The “debt ceiling” is one of the less complicated parts of the country’s fiscal situation, but given its importance, it’s worth a bit of explanation.
Like any individual or business, the United States can borrow money. The debt ceiling is a limit on how much the United States can borrow to pay its debts. How much money an entity can borrow is determined by several factors. These include the entity’s income, assets, and ability to pay back the borrowed money.
Unlike an individual’s credit card, the national debt does not have a predetermined limit. Congress, which sets the debt ceiling, must be responsible for ensuring that we do not borrow so much that it causes problems for our economy. The United States currently owes about $16.5 trillion. We pay interest on that debt but have not had any success in paying down the principal. In fact, each year we add over $1 trillion to the debt.
Although Congress has set a limit on how high our debt is allowed to go, it also raises that limit on a regular basis. This raises two points.

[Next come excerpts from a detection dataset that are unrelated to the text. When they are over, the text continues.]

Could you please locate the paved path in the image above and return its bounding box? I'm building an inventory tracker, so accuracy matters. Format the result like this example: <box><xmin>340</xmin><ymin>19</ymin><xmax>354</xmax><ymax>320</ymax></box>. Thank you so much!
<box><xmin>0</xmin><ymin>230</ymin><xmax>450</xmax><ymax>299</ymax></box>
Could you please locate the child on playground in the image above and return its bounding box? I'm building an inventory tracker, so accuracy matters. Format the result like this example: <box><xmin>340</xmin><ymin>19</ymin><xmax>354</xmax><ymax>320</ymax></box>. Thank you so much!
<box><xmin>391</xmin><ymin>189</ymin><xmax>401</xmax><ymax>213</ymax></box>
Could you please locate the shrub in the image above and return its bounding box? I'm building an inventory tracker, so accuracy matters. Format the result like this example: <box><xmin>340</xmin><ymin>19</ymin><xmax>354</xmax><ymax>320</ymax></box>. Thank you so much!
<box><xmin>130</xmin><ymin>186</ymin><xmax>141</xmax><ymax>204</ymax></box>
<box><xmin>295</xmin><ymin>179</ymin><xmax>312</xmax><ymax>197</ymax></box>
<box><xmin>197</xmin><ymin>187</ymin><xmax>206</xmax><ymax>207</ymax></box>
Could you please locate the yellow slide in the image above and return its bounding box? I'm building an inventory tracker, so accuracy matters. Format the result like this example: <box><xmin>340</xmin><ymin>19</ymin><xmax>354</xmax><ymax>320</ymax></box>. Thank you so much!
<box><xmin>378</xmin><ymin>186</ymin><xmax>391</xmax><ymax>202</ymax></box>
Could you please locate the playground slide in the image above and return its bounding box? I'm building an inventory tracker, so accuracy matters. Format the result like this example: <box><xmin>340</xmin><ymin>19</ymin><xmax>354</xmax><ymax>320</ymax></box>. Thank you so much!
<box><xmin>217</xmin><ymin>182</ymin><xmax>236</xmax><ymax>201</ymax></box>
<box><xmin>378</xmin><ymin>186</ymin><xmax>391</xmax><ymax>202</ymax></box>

First, why have a limit at all? Congress has regularly raised the limit, and the U.S. certainly has assets to cover the debt. Even so, from an economic perspective problems begin to occur when the debt gets so large that it is more than our Gross Domestic Product. Economists do not all agree on when such problems will occur, but the question is whether we are willing to make the necessary changes now to avoid severe problems in the future.
Second, one must consider the politics of raising the debt ceiling. Republicans generally do not want to raise taxes. This is particularly so in a down economy because they believe it will slow what little recovery we have experienced. Instead, they would prefer to cut spending to get the deficit (and ultimately the debt) under control.
What if, however, no agreement is reached? Some suggest that the U.S. will “default” if the debt ceiling is not raised, but that is inaccurate. Although the U.S. currently borrows about 43 cents for every dollar it spends, the national treasury takes in enough money to pay the interest on our debt and other obligations that would prevent default.